One of the key conclusions of the report, based on 22 separate studies it commissioned, was this: Current teacher policies do not let state and local administrators make the best use of the pool of potential teachers nor adequately support current teachers.
Five years later and with virtually no changes to teacher employment, compensation, dismissal, or tenure laws or practices – and no hope of any legislation passing – California’s reformers are following in the steps of great civil rights movements and seeking relief from the courts. In October 2011, a group of families, with support from EdVoice, sued the Los Angeles Unified School District (LAUSD) to force compliance with a mostly ignored California law known as the Stull Act, which mandates among other things that teacher evaluations occur regularly and that they include student performance data.
Even the current LAUSD superintendent admitted in his deposition that “the current system doesn’t best serve adults or students” and does not focus on “the whole part of an education, and that is how students do.” Now the Democratic mayor, Antonio Villaraigosa, has jumped in on the side of the families, filing a friend-of-the court brief insisting on change and noting that LAUSD only evaluated 40 percent of tenured teachers and 70 percent of non-tenured teachers. Moreover, the district’s own task force found “only a tenuous link between evaluations and improved teaching and learning.”
Last month, my colleague at the American Center for School Choice, Steve Sugarman, analyzed the current Reed vs. State of California case that is, at least so far, defeating the “last in, first out” hiring practices that the CTA advocates and most school districts adopt. This policy leads to disproportionate firing of teachers in schools that serve poor neighborhoods and operate in difficult urban areas because the seniority policies of unions and districts place the newly hired teachers at these schools. Thus the trial court found the practice unconstitutionally deprives students of an equal education.
Just last week, lawyers filed on behalf of eight teenage students across the state a third attack on the teaching status quo that demonstrably damages kids.
A San Francisco Bay area nonprofit, Students Matter, is leading the effort, which names four school districts. It has received support from Democrats for Educational Reform, headed in California by another American Center colleague, Gloria Romero, along with Michele Rhee’s StudentsFirst and Parent Revolution.
The suit seeks to overturn five laws that essentially prevent quality teaching, which when it occurs, disproportionately and adversely affects minority and poor communities. The suit contends that California’s tenure law, which grants lifetime protections after only 18 months of in-classroom experience, is an inadequate time frame for determining long-term employment.
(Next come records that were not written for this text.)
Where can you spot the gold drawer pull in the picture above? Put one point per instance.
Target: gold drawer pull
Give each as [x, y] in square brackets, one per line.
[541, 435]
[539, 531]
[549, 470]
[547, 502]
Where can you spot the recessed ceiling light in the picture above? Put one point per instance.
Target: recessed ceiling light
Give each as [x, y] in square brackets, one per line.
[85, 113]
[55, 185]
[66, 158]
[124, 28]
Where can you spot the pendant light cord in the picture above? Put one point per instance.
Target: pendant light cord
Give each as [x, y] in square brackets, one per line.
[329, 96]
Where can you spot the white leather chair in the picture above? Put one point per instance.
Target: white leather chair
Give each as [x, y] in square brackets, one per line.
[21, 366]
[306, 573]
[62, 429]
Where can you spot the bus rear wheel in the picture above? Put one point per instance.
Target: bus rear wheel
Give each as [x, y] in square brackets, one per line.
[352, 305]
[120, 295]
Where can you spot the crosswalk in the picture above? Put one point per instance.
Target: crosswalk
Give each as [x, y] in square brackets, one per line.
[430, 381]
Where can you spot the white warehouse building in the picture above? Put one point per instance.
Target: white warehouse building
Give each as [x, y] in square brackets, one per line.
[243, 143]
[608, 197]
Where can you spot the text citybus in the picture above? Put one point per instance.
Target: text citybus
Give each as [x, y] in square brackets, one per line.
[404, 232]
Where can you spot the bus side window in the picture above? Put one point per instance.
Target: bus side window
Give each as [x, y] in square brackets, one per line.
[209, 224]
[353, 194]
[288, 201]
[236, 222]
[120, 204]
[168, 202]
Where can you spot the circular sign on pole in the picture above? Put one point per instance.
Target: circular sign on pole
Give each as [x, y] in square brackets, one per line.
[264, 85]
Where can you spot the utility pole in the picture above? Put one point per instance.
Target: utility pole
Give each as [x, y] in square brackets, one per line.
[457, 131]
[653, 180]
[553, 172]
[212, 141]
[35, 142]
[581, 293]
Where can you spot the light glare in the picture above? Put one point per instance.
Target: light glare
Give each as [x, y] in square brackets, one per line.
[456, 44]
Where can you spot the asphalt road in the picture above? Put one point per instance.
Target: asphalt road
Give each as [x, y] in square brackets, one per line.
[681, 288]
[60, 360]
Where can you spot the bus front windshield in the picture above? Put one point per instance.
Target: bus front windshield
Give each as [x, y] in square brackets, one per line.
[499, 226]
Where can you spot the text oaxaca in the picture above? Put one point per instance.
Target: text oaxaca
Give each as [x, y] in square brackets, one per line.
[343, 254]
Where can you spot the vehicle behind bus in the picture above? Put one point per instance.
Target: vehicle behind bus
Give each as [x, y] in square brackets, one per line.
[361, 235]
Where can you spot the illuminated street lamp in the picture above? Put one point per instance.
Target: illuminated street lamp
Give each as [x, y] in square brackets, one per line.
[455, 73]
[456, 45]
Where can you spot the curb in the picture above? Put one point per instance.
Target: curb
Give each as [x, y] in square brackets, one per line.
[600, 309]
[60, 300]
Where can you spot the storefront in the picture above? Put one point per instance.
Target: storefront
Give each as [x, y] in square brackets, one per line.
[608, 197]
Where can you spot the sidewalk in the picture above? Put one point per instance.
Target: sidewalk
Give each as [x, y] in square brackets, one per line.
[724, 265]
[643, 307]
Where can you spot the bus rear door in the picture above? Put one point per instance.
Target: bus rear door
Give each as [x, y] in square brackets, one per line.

It also targets the 10-step dismissal process that costs hundreds of thousands of dollars to pursue and results in only rare teacher firings. Last year, LAUSD paid a teacher arrested for lewd acts with students $40,000 to resign. I doubt you could find a teacher fired in California in the last 20 years because students didn’t learn anything in class. As a California school board member, I have regularly signed off on low-six-figure settlements to obtain teacher resignations for unethical actions rather than risk high-six-figure costs and perhaps having to take them back in to our classrooms. It’s nauseating, but it’s the reality of this process in California. Lastly, the suit seeks to overturn more broadly than Reed the “last-in-first-out” legal provisions for teacher layoffs.
Will this all lead to a kind of mini Brown vs. Board of Education revolutionary decision that will eventually change the California education landscape for the better? Hard to tell.
The education establishment, California School Boards Association and the Association of California School Administrators, sued the state in 2010 (Robles-Wong vs. State of California) asserting that California had unconstitutionally failed to fund education. The court said education had no constitutional right to a certain level of funding.
Do California students have a constitutional right to processes that greatly improve the chance they will have effective and competent teachers? When the status quo politics and special interests of the day have stymied progress, the courts have often been the last hope for civil rights, whether they be for racial, gender or sexual orientation equality.
Let’s hope California children find refuge there also.